Bazılarının, 27 Mayıs Darbesi ve bu hadiseye yaklaşılan günler hakkında fikir beyan ederken Menderes’in de hataları, suçu olduğunu söylemekten geri durmadığını ifade eden Şentop, şunları kaydetti:
“Şüphesiz ki her insan, her devlet adamı ve siyasetçi hatalar yapmıştır, yapar ve yapacaktır. Başbakanlık dönemi göz önüne alındığında merhum Menderes’i darağacına götüren hataları değil, icraatları ve doğruları karşısında öfkelenen millet ve Türkiye düşmanlarının kinidir. 27 Mayıs Darbesi, millet ve Türkiye düşmanlarının kininin eseridir. Esas itibarıyla 27 Mayıs Darbesi, son 150 yıllık siyasi tarihimizin belli aralıklarla tecrübe ettiği habis bir hastalığın hortlamasıdır. Bu sebeple son 60 yılda maruz kaldığımız bütün antidemokratik müdahalelerde Sultan Abdülaziz’i tahttan indirip katleden 1876 darbesinin izlerine, 2. Abdülhamid’e yönelik gaddarane ve kimi zaman gayrimilli muhalefet damarına rastlamak mümkündür.

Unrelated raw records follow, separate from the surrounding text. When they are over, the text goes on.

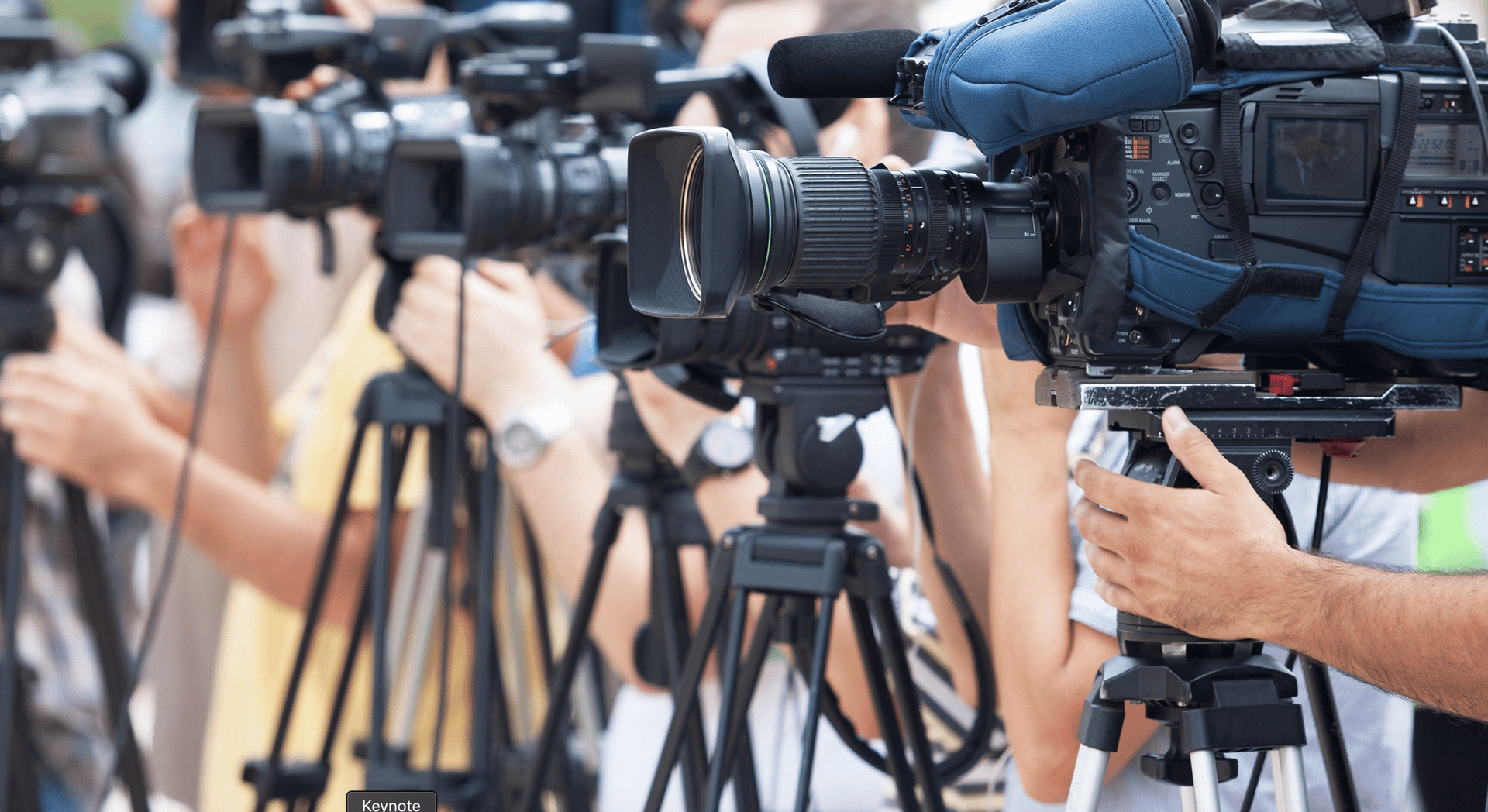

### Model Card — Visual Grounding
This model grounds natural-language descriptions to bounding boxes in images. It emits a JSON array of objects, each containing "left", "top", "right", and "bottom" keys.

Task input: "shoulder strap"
[{"left": 1323, "top": 73, "right": 1421, "bottom": 341}]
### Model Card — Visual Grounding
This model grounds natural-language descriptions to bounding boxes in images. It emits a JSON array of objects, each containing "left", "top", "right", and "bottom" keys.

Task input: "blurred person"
[{"left": 393, "top": 2, "right": 1011, "bottom": 809}]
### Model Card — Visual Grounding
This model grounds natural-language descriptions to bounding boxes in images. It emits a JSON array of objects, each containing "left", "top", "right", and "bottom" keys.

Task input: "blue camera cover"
[{"left": 909, "top": 0, "right": 1194, "bottom": 155}]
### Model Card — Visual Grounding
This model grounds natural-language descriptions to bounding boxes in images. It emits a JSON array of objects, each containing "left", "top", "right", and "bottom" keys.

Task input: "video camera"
[
  {"left": 629, "top": 0, "right": 1488, "bottom": 382},
  {"left": 192, "top": 2, "right": 576, "bottom": 217},
  {"left": 382, "top": 34, "right": 830, "bottom": 259},
  {"left": 0, "top": 19, "right": 150, "bottom": 349}
]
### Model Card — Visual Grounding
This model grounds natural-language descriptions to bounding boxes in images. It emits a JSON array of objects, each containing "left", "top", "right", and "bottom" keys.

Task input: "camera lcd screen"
[
  {"left": 1266, "top": 118, "right": 1369, "bottom": 202},
  {"left": 1404, "top": 123, "right": 1488, "bottom": 177}
]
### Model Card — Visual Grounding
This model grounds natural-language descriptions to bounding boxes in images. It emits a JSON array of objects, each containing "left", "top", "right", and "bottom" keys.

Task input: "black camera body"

Öyle bir damardır ki bu, sırf 2. Abdülhamid’i tahttan indirebilmek için Ermeni komitacılardan bomba tedarikinde, Avrupalı güçleri İstanbul’u işgale ikna için uğraşmakta ve Sultan’ın Ermeni teröristlerin bombasından kurtulmasına hayıflanmakta beis görmez.”